Genotype imputation is widely used in whole-genome association studies and genomic prediction/selection, where a number of individuals are sequenced at a great depth as a reference panel, after which the imputation of individuals on the basis of SNP chip data or low-depth sequencing would be cost efficient. Sequencing data are becoming increasingly important for purposes such as association studies, genomic selection, etc., in which large samples are essential. Thus, to balance sequencing cost and efficiency, the sequencing strategy should be taken into account in practice. Two-stage sequencing has been suggested as a strategy in which some portion of a sample is first sequenced at high coverage as a reference panel, after which the larger sample is sequenced at low coverage, which has proved to be powerful, effective and practical approach [18]. Moreover, STITCH [44], which is a method that was developed for the imputation of genotypes based on sequencing data without the use of additional reference panel or array data, achieves a high imputation accuracy for ultralow-coverage sequencing. The approach resulted in accuracy values of 0.948 and 0.922 for sequencing data for outbred mice (0.15X) and Han Chinese people (1.7X), respectively. Furthermore, GeneImp [45] was developed for the imputation of ultralow-coverage sequencing data (<1X) with a reference panel, which achieved an even higher accuracy of 0.9. With the development of algorithms and software for low-coverage sequencing or even ultralow-coverage sequencing, additional applications of low-coverage sequencing may be developed, and our research can provide basic guidance for such applications.
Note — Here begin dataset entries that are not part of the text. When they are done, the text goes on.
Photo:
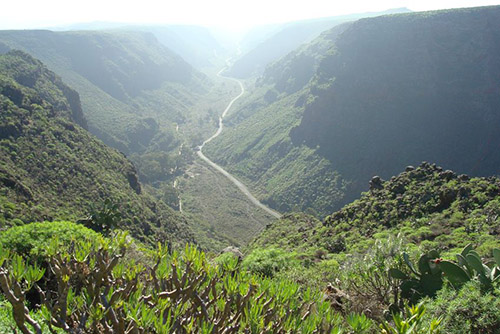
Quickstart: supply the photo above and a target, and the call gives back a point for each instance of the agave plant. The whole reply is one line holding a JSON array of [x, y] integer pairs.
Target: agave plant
[[470, 266]]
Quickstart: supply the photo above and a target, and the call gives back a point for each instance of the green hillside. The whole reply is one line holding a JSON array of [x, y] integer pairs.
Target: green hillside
[[401, 89], [369, 98], [133, 88], [426, 205], [286, 39], [51, 168]]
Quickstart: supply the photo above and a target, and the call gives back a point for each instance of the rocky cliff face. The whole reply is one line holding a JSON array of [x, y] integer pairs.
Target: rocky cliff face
[[405, 88]]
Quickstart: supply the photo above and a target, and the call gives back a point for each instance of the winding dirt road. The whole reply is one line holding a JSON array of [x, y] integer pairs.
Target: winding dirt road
[[234, 180]]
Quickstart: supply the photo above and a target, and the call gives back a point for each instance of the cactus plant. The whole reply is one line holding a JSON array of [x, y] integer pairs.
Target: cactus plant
[[469, 266], [423, 280]]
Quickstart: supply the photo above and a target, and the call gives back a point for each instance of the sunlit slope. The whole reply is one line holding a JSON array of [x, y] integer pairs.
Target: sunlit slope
[[133, 88], [368, 98], [51, 168], [283, 39]]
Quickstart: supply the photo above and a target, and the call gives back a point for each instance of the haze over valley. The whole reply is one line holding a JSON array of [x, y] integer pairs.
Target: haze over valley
[[267, 168]]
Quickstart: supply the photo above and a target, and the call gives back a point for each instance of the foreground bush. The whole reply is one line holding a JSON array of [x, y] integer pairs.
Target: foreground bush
[[100, 291]]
In this study, we also compared single-sample calling and multisample calling algorithms. The single-sample calling algorithms were simple, making use solely of reads collected at a single genome position for that sample. However, the multisample calling algorithm included all sample information for a single site. According to our results, multisample calling revealed more variants than single-sample calling, and the lower depth of sequencing, the greater the difference was, with 13-fold and two-fold differences in the numbers of variants discovered via multisample calling compared to single-sample calling when sequencing was performed at 1X and 22X, respectively. Additionally, multisample calling produced more false-positive variants than single-sample calling when the depth was less than 10X. Similar results were found in Bizon’s research [46] and Liu’s research [47] conducted in a Native American population and another human dataset, respectively. Our results further confirmed the marginally lower nonreference discrepancy value observed for identified single-sample variants than variants obtained via the multi-sample method in sequence data from 65 cattle [48]. Our results suggested that stricter quality control parameters should be implemented in multisample calling, especially when the depth is less than 10X.

Conclusion

In this study, we explored the relationship between sequencing depth and whole-genome coverage, discovery power, and the accuracy of SNP calling across three pig breeds, Duroc, Landrace and Yorkshire. The genotyping accuracy of the sequencing data was validated with PorcineSNP80K BeadChip data for Yorkshire pigs as well. In addition, multisample and single-sample strategies for SNP calling were compared. Our results showed that a depth of 10X was the point at which saturation was reached for the function of coverage, covering 99% of the whole pig genome, accounting for 84.42% of the variants obtained from the deepest genome coverage (21.75X in this study), ensuring good quality of variants from the aspects of the novel rate, Ti/Tv ratio, and beadchip validation. Additionally, more false-positive variants were detected when the depth was less than 4X, suggesting that 4X is the low boundary for reasonable sequencing quality. Compared to single-sample calling, multisample calling was more sensitive, especially at lower depths, and more false-positive variants were detected as well; stricter quality control parameters should be implemented in multisample calling.